今日は、どんな音楽を聞きましたか? この記事を読んでいる最中も、イヤホンから流れる音を楽しんでいるかもしれません。
定額制の音楽配信サービスを利用している人。
自分の手でアナログレコードに針を落とす人。
ライヴやコンサートに足を運ぶ人。
時代とともに、音楽との向き合い方も多様化していますね。
今回ご紹介するweb上の音楽データベース「Soundcities」は、そんな音楽との新しい関わり方や楽しみ方を提案してくれるプロジェクト。このサイトを使うと誰でも、世界中の”まちの音”から自分だけの交響曲をつくることができるんです!
まずは、データベースで管理されている音について詳しく見ていきましょう。
「Soundcities」に公開されている”まちの音”は数千種類以上、音ひとつの長さは5秒から10秒ほど。例えば、人の足音、話し声、電車の接近メロディ、鳥のさえずり、水のせせらぎ、床を掃除する音まで、普段なら気にすることはない僕たちの周りに散りばめられた音があります。

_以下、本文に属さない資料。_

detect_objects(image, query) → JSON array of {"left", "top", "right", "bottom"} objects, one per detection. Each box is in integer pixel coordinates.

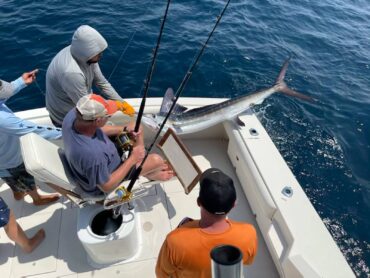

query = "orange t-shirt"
[{"left": 156, "top": 220, "right": 257, "bottom": 278}]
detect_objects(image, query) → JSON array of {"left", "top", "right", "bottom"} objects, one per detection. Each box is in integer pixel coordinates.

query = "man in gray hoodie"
[{"left": 46, "top": 25, "right": 135, "bottom": 127}]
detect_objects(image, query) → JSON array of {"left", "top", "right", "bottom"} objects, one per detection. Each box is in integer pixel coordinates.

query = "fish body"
[{"left": 142, "top": 59, "right": 312, "bottom": 135}]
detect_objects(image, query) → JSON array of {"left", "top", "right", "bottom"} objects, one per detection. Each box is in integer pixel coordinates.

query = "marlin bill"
[{"left": 142, "top": 58, "right": 313, "bottom": 135}]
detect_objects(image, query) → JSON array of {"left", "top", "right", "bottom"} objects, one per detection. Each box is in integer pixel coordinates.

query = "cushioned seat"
[{"left": 20, "top": 133, "right": 105, "bottom": 205}]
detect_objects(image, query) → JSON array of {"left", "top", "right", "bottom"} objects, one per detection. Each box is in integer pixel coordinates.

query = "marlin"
[{"left": 142, "top": 58, "right": 313, "bottom": 135}]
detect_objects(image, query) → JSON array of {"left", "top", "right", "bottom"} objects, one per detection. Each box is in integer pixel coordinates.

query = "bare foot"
[
  {"left": 13, "top": 191, "right": 27, "bottom": 201},
  {"left": 33, "top": 194, "right": 60, "bottom": 206},
  {"left": 24, "top": 229, "right": 45, "bottom": 253}
]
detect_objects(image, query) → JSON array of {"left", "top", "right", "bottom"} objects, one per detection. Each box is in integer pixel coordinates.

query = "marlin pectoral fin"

それらは、世界地図上にクリップされた状態で表示されていたり、同じ画面に主要都市や音のジャンルで検索できるタグマップがあるので、いろんなアプローチから音を検索できます。
場所やタグで自分の好きな音楽を見つけることができたら、交響曲をつくる準備はそれ以上必要ありません。複数の音楽をサイト上で同時に流せる仕組みになっているので、様々な空間の音楽をミックスするだけで、自分だけの交響曲が完成します。
まちは数千の音を持つオーケストラ! その指揮者は僕ら自身!
ここからは、実際に曲をつくる手順をまとめてみます。
① 「Soundcities」のサウンドミックス用ページにアクセス。
② 曲のもとになる音を選択。画面右上のタグマップから選択するか、世界全体を見渡しながら地図上で選択することができます。(※ 選択しただけでは音は流れません。)
③ 最後に、選択した一つひとつの音の流すタイミングを調整。選択した音は再生ボタンによって流れるタイミングを調整できるので、その工夫を細かく重ねれば、より自分好みの曲を表現できます!
また、「Soundcities」の音は全て著作権フリーなので、一つひとつの音をダウンロードして、演劇などのパフォーマンスに使用することもできます。
「Soundcities」にある音のほぼ全てを録音し、現在もその収集を続けているのが、ロンドンのアーティストStanza(以下、スタンザさん)です。
スタンザさんは、
1. 多くの都市や国が目で見て珍しい場所を、自分たちの観光スポットにしていること。
2. 高層ビル群、おしゃれなコーヒーショップ、巨大なショッピングモールが、世界中で同一のものになってしまっていること。
という、視覚的な事柄ばかりに関心が集まっていることに疑問を感じていたといいます。そこで、都市ひとつひとつに視覚的アイデンティティがあるのと同様に、音楽的アイデンティティもあると気づいて「Soundcities」を立ち上げました。
目隠しをしてまちを歩いてみたほうが、各都市の違いは、より分かるのかもしれません。人びとの会話の内容を気にかけると、その土地の興味関心を知れますから。交通の音は、自転車が多いのか、単車が多いのかそれとも車か、はたまた人の歩く音なのか。それを聞くだけで、どれだけその国が発展しているのかも分かるんです。
音楽的アイデンティティへの理解を深めるには、音で遊ぶこと。様々な”まちの音”をかき混ぜる。まるで、まちからまちを瞬間移動するように世界中の音を自由自在に操る。「Soundcities」では、自分自身の音楽的センスを具現化することが可能なんです。
出勤や通学をする際に、好きな音楽を好きな音量で聞き続けることで、ストレス解消になったり、今日も一日頑張ろう! という気持ちになる方は多いかもしれません。
でも、たまには、今この一瞬しか聞くことができない”まちの音”に耳を澄ましてみてはどうでしょうか。新しく、自分のまちの好きな一面を知ることができるかもしれませんよ。